The 1938 Federal Food, Drug, and Cosmetic Act contains a section highlighting that a confectionery product with a non-nutritive object, partially or totally imbedded within it, cannot be sold within the United States, unless the FDA issues a regulation that the non-nutritive object has functional value. Essentially, the 1938 Act bans “the sale of any candy that has imbedded in it a toy or trinket.”
In 2012 the FDA re-issued their import alert stating “The imbedded non-nutritive objects in these confectionery products may pose a public health risk as the consumer may unknowingly choke on the object.”
In 1997, the staff of the CPSC, the Consumer Product Safety Commission, examined and issued a recall for some Kinder Surprise illegally brought into the US with foreign labels. The staff determined that the toys within the eggs had small parts. The staff presumed that Kinder Surprise, being a chocolate product, was intended for children of all ages, including those under three years of age. On this basis, the staff took the position that Kinder Surprise was in violation of the small parts regulation and banned from importation into the US.

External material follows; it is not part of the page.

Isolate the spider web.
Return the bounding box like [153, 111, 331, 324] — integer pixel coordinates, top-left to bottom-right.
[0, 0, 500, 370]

Kinder Surprise bears warnings advising the consumer that the toy is “not suitable for children under three years, due to the presence of small parts” and that “adult supervision is recommended.”
In June 2012 the potential fine per egg was quoted as US$2,500. The rationale against a ban of the product also takes the form that deaths have been too few for it to be considered a serious danger. Additionally, the argument is made that there should be a consistent standard in place, as several worse dangers are not regulated.
On December 26, 2012, a petition was created on the White House website through the “We The People” campaign to end the ban on the import and sale of Kinder Surprise Eggs in the United States. However the petition failed to meet the required number of signatures by January 26, 2013 and was therefore declined.